Joseph C. E. de Beer (1887-1953)
Joseph C. E. de Beer was a Belgian museum curator and art historian. He spent much of his career before World War II as curator at Sterckshof Castle in Deurne, Antwerp. Originally the property of the municipality of Deurne, the castle was transferred into private hands and converted into the Museum of Flemish Civilization in 1938. De Beer was chosen to live inside the castle as Honorary Curator of the collection, which he immediately set about expanding and improving. Due in part to his efforts, the museum soon boasted an impressive assortment of objects showcasing Belgian archaeological, natural, and artistic histories.
During World War II, tens of thousands of church bells were seized from all across Europe by the Nazis, who intended to melt them for ammunition. In May 1943 the Belgian Ministry of Education created an interdepartmental Commission for the Protection of Bells appointing de Beer as its President. The Commission’s first act was to survey the country’s thousands of historic bells, ranking each according to a letter system. “A” bells, those cast after 1850, were reluctantly sent to Germany while “D” bells, those created prior to 1720, were hidden. Any bell dating before the fourteenth century was buried. Each bell was photographed and classified in a large inventory maintained by the Commission in the hopes that one day it would hasten the return of Belgium’s bells.
As the war raged on, de Beer and his colleagues worked to track the movements of Belgian-owned church bells.

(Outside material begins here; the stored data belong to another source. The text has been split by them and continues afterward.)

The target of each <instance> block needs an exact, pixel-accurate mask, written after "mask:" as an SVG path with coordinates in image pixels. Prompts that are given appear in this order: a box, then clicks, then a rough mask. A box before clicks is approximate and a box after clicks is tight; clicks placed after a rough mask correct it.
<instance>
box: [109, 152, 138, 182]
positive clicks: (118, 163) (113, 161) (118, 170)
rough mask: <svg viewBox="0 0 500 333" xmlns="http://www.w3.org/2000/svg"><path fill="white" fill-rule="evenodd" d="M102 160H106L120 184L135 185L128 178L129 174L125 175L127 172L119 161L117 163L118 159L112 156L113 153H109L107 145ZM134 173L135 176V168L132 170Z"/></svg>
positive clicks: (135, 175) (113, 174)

De Beer frequently crossed paths with the Monuments Men active in Belgium, including British Monuments Man Maj. Ronald Balfour, who noted in October 1944 that de Beer carried with him “a mass of somewhat disordered information and a fine collection of photographs of war damaged buildings and of bells taken by himself.” Following the German surrender, thousands of surviving church bells filled an area in Hamburg harbor the size of an American football field. In summer 1945, the British MFAA began the arduous task of sorting and identifying each object. De Beer arrived in Hamburg as soon as possible with the Commission’s inventory and photographs in hand, an invaluable tool which over time restored the sound of chimes to many of Belgium’s churches.
Following his return to Belgium, de Beer resumed his work as curator of the collection at Sterckshof Castle. Due to his devoted efforts, the museum began receiving much-needed state funding in 1951. It was only after de Beer’s death in February 1953 that control of the castle and its treasures were taken over by the Province of Antwerp.